Kingfisher dives as B&Q fails to make hay while sun shines

Shares dropped by 8% after trading in France and Poland was lower than expected
Shares in the retail giant slumped nearly 8% after sales of outdoor and seasonal products at B&Q fell 8% over the second quarter,
Simon Neville24 July 2014

B&Q emerged today as the big loser of the summer as the UK’s largest DIY chain admitted it failed to capitalise on the recent heatwave, causing the City to abandon parent company Kingfisher.

Shares in the retail giant slumped nearly 8% after sales of outdoor and seasonal products at B&Q fell 8% over the second quarter, despite one of the warmest summers on record.

Overall sales at the chain dropped 3.2% in the 10 weeks to July 12, with big-ticket sales of kitchens, bathrooms and bedrooms diving 6%.
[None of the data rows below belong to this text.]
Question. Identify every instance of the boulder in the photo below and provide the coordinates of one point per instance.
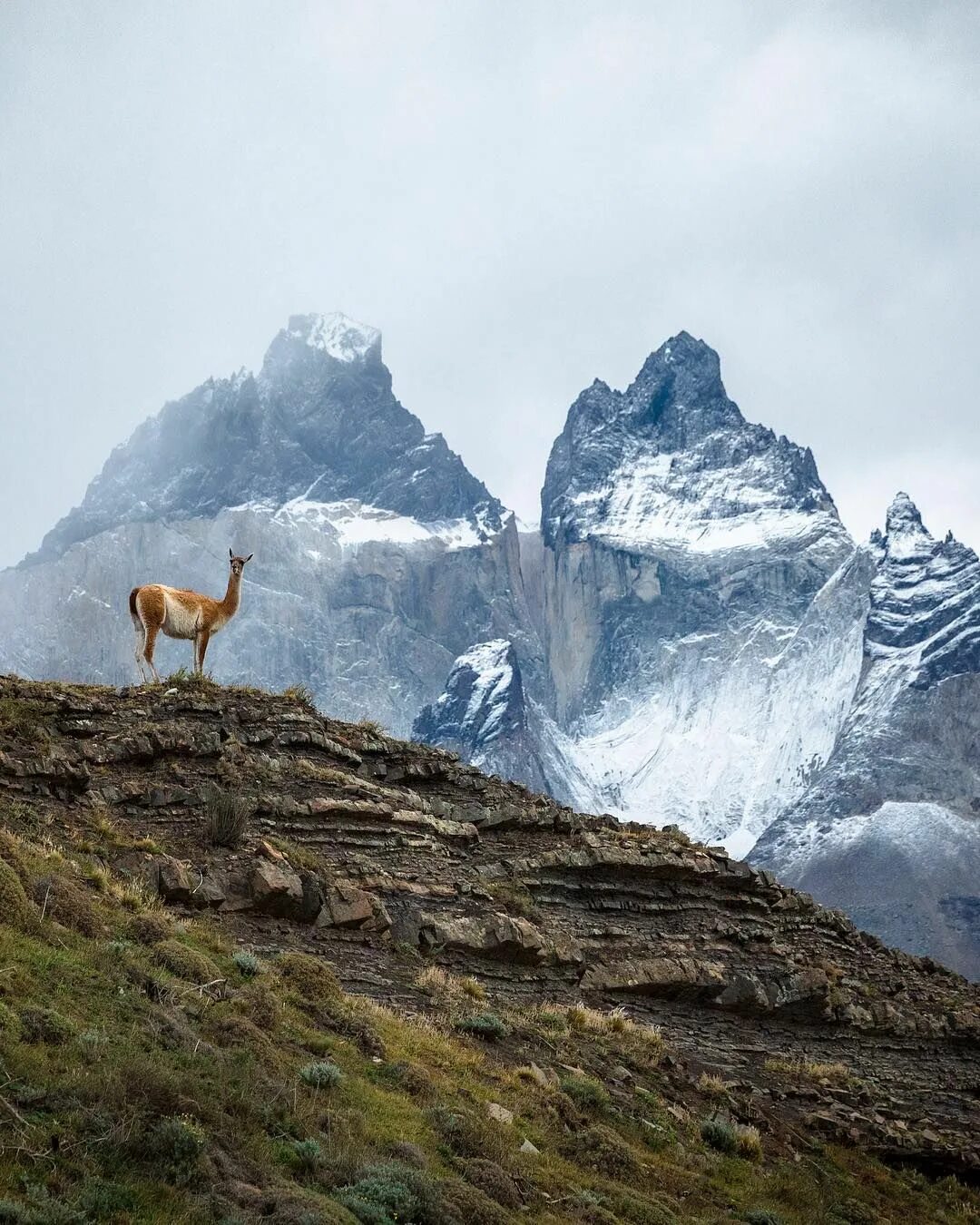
(276, 889)
(500, 936)
(346, 906)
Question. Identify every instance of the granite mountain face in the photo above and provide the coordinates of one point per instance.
(692, 637)
(889, 829)
(380, 556)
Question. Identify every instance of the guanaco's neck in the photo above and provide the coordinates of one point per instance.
(233, 595)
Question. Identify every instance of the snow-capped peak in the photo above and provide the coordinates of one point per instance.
(339, 337)
(906, 535)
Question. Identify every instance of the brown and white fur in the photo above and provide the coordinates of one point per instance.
(181, 614)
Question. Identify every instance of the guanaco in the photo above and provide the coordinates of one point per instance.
(181, 614)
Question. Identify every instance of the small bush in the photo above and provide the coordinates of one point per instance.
(468, 1203)
(227, 818)
(471, 1136)
(10, 1023)
(69, 904)
(245, 963)
(749, 1143)
(150, 927)
(712, 1085)
(177, 1145)
(185, 963)
(301, 693)
(103, 1200)
(307, 1155)
(493, 1181)
(731, 1138)
(720, 1136)
(45, 1025)
(603, 1149)
(585, 1092)
(321, 1074)
(485, 1024)
(312, 979)
(14, 906)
The company blamed the World Cup, suggesting homeowners were preferring to put their feet up to watch the football rather than embark on big home projects. In addition, hundreds of England-related goods, such as St George-adorned garden gnomes, were left unsold following the team’s early exit.

However, the warm weather recently helped rival DIY chain Homebase record an impressive 7.9% boost in sales for the three months to the end of May.
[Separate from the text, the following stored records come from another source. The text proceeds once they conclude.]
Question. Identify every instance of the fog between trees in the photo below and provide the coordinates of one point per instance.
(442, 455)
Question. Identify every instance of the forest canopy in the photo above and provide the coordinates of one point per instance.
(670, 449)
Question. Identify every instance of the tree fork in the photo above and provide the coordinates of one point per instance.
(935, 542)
Meanwhile, rival kitchens business Howden added to B&Q’s misery today by revealing it saw a 14% boost in total sales in the four weeks to June 14, suggesting families were still willing to splash out on big purchases. Investors reacted by pushing Kingfisher to the bottom of the FTSE 100, with shares diving 7.9% to 309.6p, their lowest in over a year.
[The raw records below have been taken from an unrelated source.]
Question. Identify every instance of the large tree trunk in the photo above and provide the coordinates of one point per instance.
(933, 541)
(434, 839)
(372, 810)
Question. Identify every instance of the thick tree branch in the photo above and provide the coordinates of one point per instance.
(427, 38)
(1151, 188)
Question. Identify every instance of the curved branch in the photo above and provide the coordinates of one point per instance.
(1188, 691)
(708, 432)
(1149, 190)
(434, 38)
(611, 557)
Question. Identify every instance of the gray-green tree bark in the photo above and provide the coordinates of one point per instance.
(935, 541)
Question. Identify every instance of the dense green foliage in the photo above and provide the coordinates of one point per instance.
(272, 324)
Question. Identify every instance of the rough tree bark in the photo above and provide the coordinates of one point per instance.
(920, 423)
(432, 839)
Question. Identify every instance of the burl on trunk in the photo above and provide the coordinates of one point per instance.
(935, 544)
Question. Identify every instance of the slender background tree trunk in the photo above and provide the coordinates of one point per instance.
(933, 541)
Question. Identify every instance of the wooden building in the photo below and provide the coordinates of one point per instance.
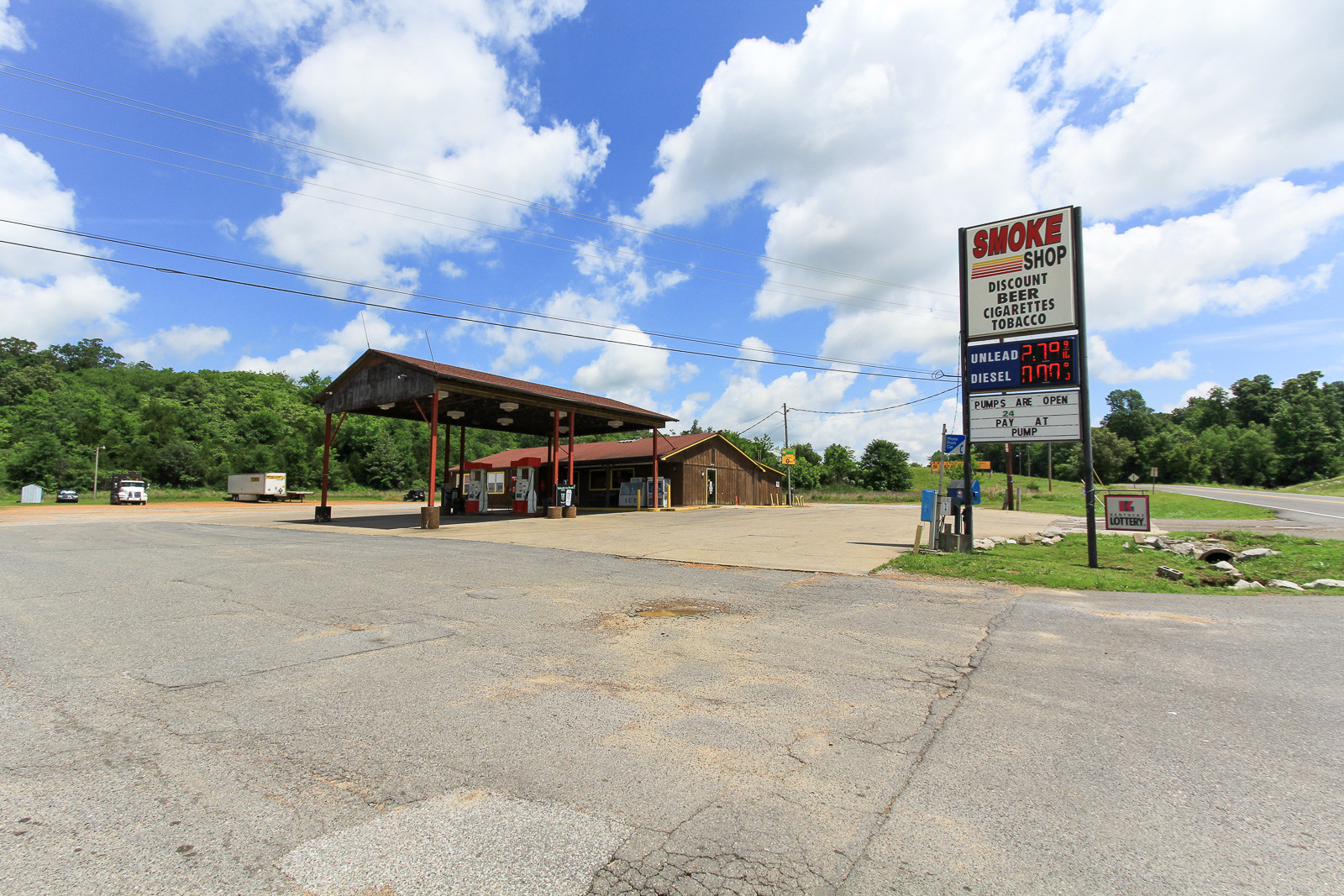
(441, 396)
(702, 468)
Kingfisher boss Sir Ian Cheshire claimed the fall was mainly due to good weather in the first quarter of the year, meaning many shoppers bought a new set of outdoor seats earlier than previously.

He said: “Trading in our second quarter was always expected to be more difficult, annualising a very strong second-quarter performance last year and following this year’s weather-boosted first quarter.”

Analysts suggested that because B&Q is more focused on consumer business than trade business, this could have affected sales, pointing out Kingfisher’s other UK business, Screwfix, which deals mainly with trade customers, has gone from strength to strength, with sales up 11.8%.

Independent retail analyst Nick Bubb said: “Life is good for Howden, and the business goes from strength to strength, but its focus is on ‘the trade’, whereas Kingfisher is more consumer-facing and they don’t seem quite so happy about life.”

Overall, Kingfisher’s sales fell 1.8% with its French operation badly hit. Sales at the Castorama chain fell 0.9% while Brico Depot sales dived 3.8%.